In the workplace, gossip is an activity that can drain, distract and downshift employee job satisfaction. We all have participated in this, yet most of us say we don’t like it. In order to create a more professional workplace, we the undersigned are making a commitment to change our atmosphere to be gossip-free.
gos·sip n. Rumor or talk of a personal, sensational, or intimate nature. A person who habitually spreads intimate or private rumors or facts. Trivial, chatty talk or writing.
You’ll notice that gossip is a noun — which means it’s something you DO. That also means it’s something you choose to do — and you can choose NOT to do it. You enter into gossip by choice — you can opt out of the activity at work. In order to end gossip, you must end a particular type of communication — and that can be talk or email communications (Editorial comment: or text messages).
• Gossip always involves a person who is not present.
• Unwelcome and negative gossip involves criticizing another person.
• Gossip often is about conjecture that can injure another person’s credibility or reputation.

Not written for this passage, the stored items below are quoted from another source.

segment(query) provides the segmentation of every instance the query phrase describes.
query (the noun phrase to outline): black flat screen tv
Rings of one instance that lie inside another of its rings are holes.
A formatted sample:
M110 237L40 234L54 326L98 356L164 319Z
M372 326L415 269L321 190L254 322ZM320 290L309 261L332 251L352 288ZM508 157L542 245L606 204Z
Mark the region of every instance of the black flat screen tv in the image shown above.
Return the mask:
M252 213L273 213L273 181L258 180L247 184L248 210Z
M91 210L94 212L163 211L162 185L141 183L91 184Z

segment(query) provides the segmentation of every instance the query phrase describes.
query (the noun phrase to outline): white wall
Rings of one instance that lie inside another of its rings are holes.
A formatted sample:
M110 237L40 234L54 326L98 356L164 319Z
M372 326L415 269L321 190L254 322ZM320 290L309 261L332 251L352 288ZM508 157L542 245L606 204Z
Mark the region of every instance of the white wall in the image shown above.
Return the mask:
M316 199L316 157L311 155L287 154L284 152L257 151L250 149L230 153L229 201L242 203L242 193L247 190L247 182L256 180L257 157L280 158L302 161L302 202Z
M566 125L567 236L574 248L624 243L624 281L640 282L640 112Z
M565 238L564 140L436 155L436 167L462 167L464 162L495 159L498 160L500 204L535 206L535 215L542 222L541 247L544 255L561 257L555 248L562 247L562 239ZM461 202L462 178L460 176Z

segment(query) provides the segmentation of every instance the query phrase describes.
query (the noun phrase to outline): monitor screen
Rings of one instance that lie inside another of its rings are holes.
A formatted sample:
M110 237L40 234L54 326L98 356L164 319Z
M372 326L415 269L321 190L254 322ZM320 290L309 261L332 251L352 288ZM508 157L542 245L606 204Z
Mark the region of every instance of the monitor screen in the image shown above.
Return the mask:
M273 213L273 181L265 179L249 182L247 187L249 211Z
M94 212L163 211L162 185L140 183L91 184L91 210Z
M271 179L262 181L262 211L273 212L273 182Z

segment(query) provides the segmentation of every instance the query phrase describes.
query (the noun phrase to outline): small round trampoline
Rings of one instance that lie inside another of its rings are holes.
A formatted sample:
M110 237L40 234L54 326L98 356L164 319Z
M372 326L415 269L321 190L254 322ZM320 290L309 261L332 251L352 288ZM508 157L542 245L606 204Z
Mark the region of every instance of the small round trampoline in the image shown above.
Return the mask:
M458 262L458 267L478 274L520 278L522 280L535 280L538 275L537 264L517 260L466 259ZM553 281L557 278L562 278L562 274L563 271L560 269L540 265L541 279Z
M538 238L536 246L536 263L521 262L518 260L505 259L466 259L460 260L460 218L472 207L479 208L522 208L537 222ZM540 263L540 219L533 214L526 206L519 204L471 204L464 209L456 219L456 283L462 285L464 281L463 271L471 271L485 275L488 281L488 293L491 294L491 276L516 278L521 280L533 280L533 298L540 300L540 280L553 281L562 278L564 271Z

The persons signed below agree to the following:
In order to have a more professional, gossip-free workplace, we will:
1. Not speak or insinuate another person’s name when that person is not present unless it is to compliment or reference regarding (Editorial comment: factual) work matters.
2. Refuse to participate when another mentions a person who is not present in a negative light. I will change the subject or tell them I have agreed not to talk about another.
3. Choose not to respond to negative email or use email (Editorial comment: or text) to pass on private or derogatory information about any person in the agency.
4. While off the job, speak to another co-worker about people at work in a derogatory light. If I have feelings, I will select to talk to someone not at the workplace.
5. If another person in the department does something unethical, incorrect, against procedures, or disruptive I will use the proper channels to report this to the person in authority to take corrective action.
6. I will mind my own business, do good work, be a professional adult and expect the same from others.
Disclaimer: You may want to have an HR consultant or your labor attorney review your specific wording.